Top: Sneha Jenson, left, and Chahat Dhami from Sacred Heart College. Bottom: left to right, Neeve Smith, Maddie Ewen and Greta Minehan from Central Hawke’s Bay College. Photo: Supplied.

How would you do pitching a product to Kirsten Wise, Katie Nimon and Kim Ellison?

Arguably not as well as Central Hawke’s Bay College students Neeve Smith, Greta Minehan and Maddie Ewen did. 

The trio are part of this region’s Young Enterprise Scheme (YES), developing a powdered sunscreen company they’ve called Retouch & Co. Part makeup, part sunscreen, it’s about to go on sale in August, having survived the YES Dragons’ Den experience where they pitched to the Napier Mayor, Napier MP and a highly-credentialed advertising and marketing executive respectively.

“They were amazing. They blew them away,” business development coordinator for the Hawke’s Bay Chamber of Commerce Fran Arlidge said. “They were the highest scoring group on that day and absolutely crushed it, so it goes to show that these kids mean business and can get up in front of people like that and not be scared.’’

It’s a long way from selling chicken nuggets and chips, which Smith, Minehan and Ewen were doing a year ago.

This latest venture was born of sunburn Ewen suffered at a summer festival, after not wanting smear sunscreen over her makeup.

It’s been an exhaustive process getting Retouch & Co to this point, involving cosmetic chemists, suppliers, packagers, you name it. The trio has done it all off their own bat, working off seed money they secured from the Chamber of Commerce – on the strength of a pitch which scored 94 points out of a possible 100 – to the stage where they’ll be among 80 YES groups selling their wares at the Hawke’s Bay Farmers’ Market on August 18.

The target market for Retouch & Co is 16 to 24-year-olds, but it’s a product everyone can use. “It can go up to people in their 50s and even men. Like, my dad’s bald and when he puts sunscreen on his head it makes it greasy,’’ Ewen said.

The team from RoadReady NZ won’t have a fully-developed App to show people at the farmers’ market.

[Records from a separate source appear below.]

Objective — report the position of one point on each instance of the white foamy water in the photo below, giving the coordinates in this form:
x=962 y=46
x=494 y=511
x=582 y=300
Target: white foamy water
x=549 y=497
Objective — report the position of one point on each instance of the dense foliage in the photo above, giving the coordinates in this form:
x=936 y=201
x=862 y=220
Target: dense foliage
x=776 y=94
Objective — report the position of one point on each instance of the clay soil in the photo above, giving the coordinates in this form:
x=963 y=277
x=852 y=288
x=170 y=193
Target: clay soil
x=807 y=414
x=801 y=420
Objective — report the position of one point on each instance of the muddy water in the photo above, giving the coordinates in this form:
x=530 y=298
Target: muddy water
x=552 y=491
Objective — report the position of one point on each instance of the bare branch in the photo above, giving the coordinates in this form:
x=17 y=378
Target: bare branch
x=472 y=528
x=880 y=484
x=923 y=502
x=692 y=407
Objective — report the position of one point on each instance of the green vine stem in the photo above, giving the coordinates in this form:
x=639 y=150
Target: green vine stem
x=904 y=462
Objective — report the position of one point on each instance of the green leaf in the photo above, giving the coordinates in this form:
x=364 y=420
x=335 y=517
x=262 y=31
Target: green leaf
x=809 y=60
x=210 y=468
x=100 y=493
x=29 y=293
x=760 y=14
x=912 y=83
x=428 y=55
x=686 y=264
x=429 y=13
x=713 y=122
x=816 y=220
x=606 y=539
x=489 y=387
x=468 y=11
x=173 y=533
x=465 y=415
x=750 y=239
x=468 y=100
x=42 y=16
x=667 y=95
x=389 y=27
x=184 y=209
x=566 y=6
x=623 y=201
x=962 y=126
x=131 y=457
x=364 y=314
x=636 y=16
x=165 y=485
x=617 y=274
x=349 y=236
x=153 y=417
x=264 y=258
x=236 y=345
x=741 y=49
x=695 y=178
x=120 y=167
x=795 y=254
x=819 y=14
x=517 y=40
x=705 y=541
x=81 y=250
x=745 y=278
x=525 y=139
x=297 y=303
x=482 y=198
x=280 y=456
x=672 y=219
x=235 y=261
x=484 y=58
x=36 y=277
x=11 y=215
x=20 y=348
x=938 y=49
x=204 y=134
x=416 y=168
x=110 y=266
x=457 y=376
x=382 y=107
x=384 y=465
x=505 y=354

Sacred Heart College students Sneha Jenson and Chahat Dhami are among a group who realised many of their peers weren’t progressing from learner to restricted driver’s licences.

The cost of driving instructors was an obvious impediment, so they developed an App, containing an infinite number of routes across Hawke’s Bay that contain the 10 assessable tasks required to pass the practical portion of the restricted test.

It’s all about giving parents the tools to get their child accustomed to being out on the road, safe in the knowledge they’re following the correct testing protocols.

“But it costs $250,000 to get an App developed,’ Jenson said.

That’s where the YES, which Arlidge oversees for the Chamber of Commerce, came in.

RoadReadyNZ, whose marketing slogan is ‘Be Ready for the Road with RoadReadyNZ’, wrote to New Zealand universities hoping software engineering students would develop the App for free. Victoria University answered in the affirmative and RoadReadyNZ takes possession of the App any day now.

“We couldn’t have done it without Young Enterprise. If we weren’t a Young Enterprise business, we’d just be some 16-year-olds,’’ said Jenson.

Arlidge is a graduate of the YES programme herself and can’t believe how the initiative has grown in Hawke’s Bay. Students are able to take part in the scheme, and earn NCEA credits, as part of their business studies courses. Even students at schools where it isn’t part of the curriculum, with Arlidge citing Lindisfarne College and Napier Boys’ High School as examples, can participate.

It’s all about experiencing the practical, rather than learning to regurgitate the theory.

“These skills that they learn at this age can be used again and again. They don’t have to go to university and do a business degree to be an entrepreneur,’’ said Arlidge. “I did Young Enterprise and it definitely gave me the foundation of understanding business from an on-the-ground perspective, as opposed to taking eight papers at uni on entrepreneurship. Hawke’s Bay this year is booming in the sense that we have so many students participating.’’

The relationship with the farmers’ market is critical to the art of teaching students to sell. 

Last year about 60 groups showed their wares at the market and Arlidge puts the growth down to things such as TikTok, where young people see peers living the entrepreneurial dream.

All up 500 Hawke’s Bay students are part of the YES programme this year. “If they don’t have a product they can do pre-orders, they can do surveys, they can create a database,’’ Arlidge said of the farmers’ market experience. “It’s just a good opportunity for them to get in front of people that aren’t their immediate circle or their schools.’’

The YES participants will also be at the Napier Urban Farmers’ Market on August 24.